Girasun: Muhakkak, muhakkak bu olabilir yani ama yani DEM Parti’nin muhakkak beklentilerinden birisi de budur ki zaten Grup Başkan Vekili Sezai Temelli de Kürt meselesinin çözümünü görebilmemiz için Demirtaş’ın da biraz dışarıda olmasını görmemiz lazım. Demirtaş’ın içeride olduğu bir siyasal atmosferde, ortamda Kürt meselesinin çözümden nasıl bahsedebiliriz gibi bir ifade kullandı.
“MHP önemli bir emniyet sübabı olabilir”
Bu çözüm sürecinde tabii biraz farklılık var. Eskisini de HDP ile AKP ya da işte BDP ile AKP birlikte bir süreci yürütmüşlerdi. Şimdi bir de senin de söylediğin gibi bir milliyetçi bir parti. MHP bu işin içerisinde. MHP’nin bu süreçte olması, artıları eksileri nedir sence?
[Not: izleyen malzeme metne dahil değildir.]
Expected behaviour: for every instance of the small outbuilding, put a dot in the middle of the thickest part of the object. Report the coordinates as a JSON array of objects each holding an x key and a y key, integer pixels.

Girasun: Bir defa Türkiye'deki milliyetçi toplumsal kesimlerin kaygılarını, korkularını azaltacak bir aparat görevi görebilir Milliyetçi Hareket Partisi… Önemli bir emniyet sübabı olarak burada yer alabilir. İkinci mesele Milliyetçi Hareket Partisi önceki çözüm sürecinin karşı şahin aktörlerinden birisiydi. Bu çözüm sürecindeki varlığı, iktidara da daha rahat hareket edebilme imkanı sağlayabilir ama aynı zamanda sınırlar çizdirebilir. Bir diğer önemli mesele Milliyetçi Hareket Partisi'nin buradaki varlığı, -biraz programın başında da bahsettiğim- Kürt meselesinin çözümünü bir demokratikleşme arayışından ziyade, güvenlik ve bütünleşme üzerinden topluma anlatılmasını zaruri hale getirebilir ve bunu kolaylaştırabilir.
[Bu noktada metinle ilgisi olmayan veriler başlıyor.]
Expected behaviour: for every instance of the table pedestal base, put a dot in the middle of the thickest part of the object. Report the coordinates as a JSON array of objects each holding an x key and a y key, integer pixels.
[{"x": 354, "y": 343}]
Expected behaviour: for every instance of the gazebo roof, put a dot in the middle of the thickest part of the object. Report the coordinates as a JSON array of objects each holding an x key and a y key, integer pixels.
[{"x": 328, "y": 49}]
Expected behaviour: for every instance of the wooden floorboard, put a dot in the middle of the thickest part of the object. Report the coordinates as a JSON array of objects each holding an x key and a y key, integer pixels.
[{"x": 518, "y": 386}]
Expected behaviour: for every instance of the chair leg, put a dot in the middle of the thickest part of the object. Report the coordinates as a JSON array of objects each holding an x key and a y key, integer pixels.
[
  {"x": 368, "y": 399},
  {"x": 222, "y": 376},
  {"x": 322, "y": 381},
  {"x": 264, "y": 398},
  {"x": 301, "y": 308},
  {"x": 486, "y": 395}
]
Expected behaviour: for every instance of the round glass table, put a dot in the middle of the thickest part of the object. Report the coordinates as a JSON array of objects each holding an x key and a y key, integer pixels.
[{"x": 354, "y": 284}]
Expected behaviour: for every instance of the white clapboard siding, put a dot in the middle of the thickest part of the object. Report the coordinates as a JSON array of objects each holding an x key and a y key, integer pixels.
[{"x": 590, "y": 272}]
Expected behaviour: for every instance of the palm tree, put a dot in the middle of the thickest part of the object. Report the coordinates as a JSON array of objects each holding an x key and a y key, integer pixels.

“Güvenliği daha fazla esas alan bir yeni model de geliştirilebilir”
Süreç başladığından beri aklımda bir slogan var, Roj. “Kürtlerin özgürlüğü, diğer hakların özgürlüğünü de sağlayacak” şeklinde. Acaba bu süreç Türkiye genelinde iktidarın politikalarında, Cumhur İttifakı’nın politikalarında bir yumuşamaya, demokratikleşmeye, şeffaflaşmaya yola çıkar mı? Bir lokomotif görevi görür mü?
Girasun: Bu soruya cevabımı hem evet hem hayır yani şöyle söyleyebilirim, bir defa Türkiye'deki demokratikleşme meselelerinin önemli alt başlıklarından birisi Kürk meselesi. En önemli alt başlığı, Kürt meselesi ve Türkiye'de Kürt meselesini bir deney alanı olarak görmek lazım. Özellikle genelde Türkiye bir otoriter yola doğru saparken, öncelikle Kürt siyasetinden Kürt toplumundan başlanıyor bu ve toplumun özellikle bir kesiminin bu şekilde rızası sağlanarak. Hukuksuzluklara adımlar atılıyor. Şimdi belki tersi olarak da başka normalleşme arayışlarına girilirken, bir yumuşama iklimine doğru gidilirken, bu defa da Kürt meselesiyle bu buna alan açılabilinir. Ama buradaki tek şerhim, az önce ifade ettiğim bu meselenin güvenlik boyutuyla bütünleşme meselesi üzerinden ifade edilebilmesi noktası olur. Burada da gördüğüm belki dış politik atmosfer sebebiyle, daha çok içe kapanan ve güvenliği daha fazla esas alan bir yeni model de geliştirilebilir. Ama tabii ki kürt meselesinin konuşulması DEM Partili siyasetçilerin bırakılmasının konuşulması devamında Can Atalay gibi tutukluların da bırakılmasının, Gezi davası tutuklarında bırakılmasını beraberinde getirebilir. Bunu konuşturabilir.